Karl-Heinz Rummenigge war schon damals Vorstandsvorsitzender des FC Bayern und segnete den Transfer des Jungen ab. Heute legt er den Finger in die Wunde – jedoch bei englischen Vereinen. Als „Kidnapping“ bezeichnet er die zahlreichen Transfers minderjähriger Fußballer.

Nicht nur das Problem des englischen Fußballs

In der Sache hat Rummenigge freilich recht. Das Gebaren einiger internationaler Top-Vereine ist höchst unmoralisch. Es ist nicht nur das Problem des englischen Fußballs. Die spanischen Spitzenvereine Barcelona, Real und Atlético Madrid wurden wegen Verstößen gegen die Transferbestimmungen bei minderjährigen Spielern von der Fifa hart bestraft.

Dass sich ausgerechnet Rummenigge zum Moralapostel aufschwingt, hat einen faden Beigeschmack. Vor zwei Jahren bemühte sich der FC Bayern intensiv um den damals 15-jährigen Norweger Martin Ödegaard. Ein künftiger Weltfußballer, hieß es. Das Rennen machte Real Madrid.

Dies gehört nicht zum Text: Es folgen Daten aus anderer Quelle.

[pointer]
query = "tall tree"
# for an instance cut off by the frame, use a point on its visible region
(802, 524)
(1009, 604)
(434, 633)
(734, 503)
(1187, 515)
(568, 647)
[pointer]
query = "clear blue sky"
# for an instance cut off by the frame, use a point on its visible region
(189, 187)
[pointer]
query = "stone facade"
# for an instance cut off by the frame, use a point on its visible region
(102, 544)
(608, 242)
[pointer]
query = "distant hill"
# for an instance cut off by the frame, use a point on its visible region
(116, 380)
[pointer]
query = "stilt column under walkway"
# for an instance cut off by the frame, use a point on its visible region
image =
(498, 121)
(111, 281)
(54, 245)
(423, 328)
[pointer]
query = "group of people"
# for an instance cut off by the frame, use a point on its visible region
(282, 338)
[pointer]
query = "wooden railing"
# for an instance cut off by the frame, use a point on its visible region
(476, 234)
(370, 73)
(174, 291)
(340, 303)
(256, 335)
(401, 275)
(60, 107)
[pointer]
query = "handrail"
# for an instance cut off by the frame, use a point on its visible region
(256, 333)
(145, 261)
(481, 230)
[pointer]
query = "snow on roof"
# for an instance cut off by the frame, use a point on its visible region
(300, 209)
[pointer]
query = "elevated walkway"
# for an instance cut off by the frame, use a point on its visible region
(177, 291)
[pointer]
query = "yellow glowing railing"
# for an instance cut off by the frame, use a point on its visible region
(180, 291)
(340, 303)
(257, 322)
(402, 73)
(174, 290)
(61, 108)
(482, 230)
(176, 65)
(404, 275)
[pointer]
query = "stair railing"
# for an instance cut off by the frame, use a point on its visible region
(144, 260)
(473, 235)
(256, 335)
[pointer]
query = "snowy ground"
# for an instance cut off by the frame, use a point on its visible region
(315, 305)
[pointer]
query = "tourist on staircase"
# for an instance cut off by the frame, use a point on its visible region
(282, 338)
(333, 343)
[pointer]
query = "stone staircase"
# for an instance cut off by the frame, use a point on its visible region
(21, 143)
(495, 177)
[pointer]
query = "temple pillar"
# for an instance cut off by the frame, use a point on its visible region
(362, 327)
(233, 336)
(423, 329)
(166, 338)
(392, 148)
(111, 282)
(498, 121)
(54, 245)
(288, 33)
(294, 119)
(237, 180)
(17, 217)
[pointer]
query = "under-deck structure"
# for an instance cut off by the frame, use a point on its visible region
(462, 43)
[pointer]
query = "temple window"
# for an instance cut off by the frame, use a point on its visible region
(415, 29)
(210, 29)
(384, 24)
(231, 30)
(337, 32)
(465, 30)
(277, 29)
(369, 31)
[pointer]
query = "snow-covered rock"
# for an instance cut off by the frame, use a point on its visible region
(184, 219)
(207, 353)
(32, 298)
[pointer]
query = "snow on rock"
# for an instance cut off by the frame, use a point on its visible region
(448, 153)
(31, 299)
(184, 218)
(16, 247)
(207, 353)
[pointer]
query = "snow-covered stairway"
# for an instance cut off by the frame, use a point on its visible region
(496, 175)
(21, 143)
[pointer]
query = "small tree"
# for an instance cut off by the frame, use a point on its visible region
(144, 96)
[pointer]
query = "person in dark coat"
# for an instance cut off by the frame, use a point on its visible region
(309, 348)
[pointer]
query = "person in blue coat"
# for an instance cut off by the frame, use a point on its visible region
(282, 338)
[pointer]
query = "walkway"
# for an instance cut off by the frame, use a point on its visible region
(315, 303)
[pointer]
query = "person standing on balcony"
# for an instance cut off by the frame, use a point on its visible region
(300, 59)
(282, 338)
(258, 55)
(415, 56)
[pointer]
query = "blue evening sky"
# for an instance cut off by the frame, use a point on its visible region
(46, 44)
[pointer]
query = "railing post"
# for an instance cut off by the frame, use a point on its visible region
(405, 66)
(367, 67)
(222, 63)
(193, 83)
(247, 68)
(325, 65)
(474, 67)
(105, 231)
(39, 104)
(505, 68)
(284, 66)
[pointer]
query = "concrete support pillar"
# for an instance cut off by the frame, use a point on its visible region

Durchsetzen konnte sich das hochgelobte Wunderkind bei den Königlichen noch nicht. Ödegaard spielt nun in der dritten spanischen Liga. Die Vorschusslorbeeren waren doch zu groß. Rummenigge behauptet, dass 14 Jahre ein gutes Alter sei, um zum FC Bayern zu kommen. Ödegaard ist weiteres Beispiel, das gegen Transfers von Kindern spricht. Am wohlsten fühlen sie sich in der Regel in ihrer Heimat. Fragen Sie mal bei Pierre Antonio Larrauri Corroy nach.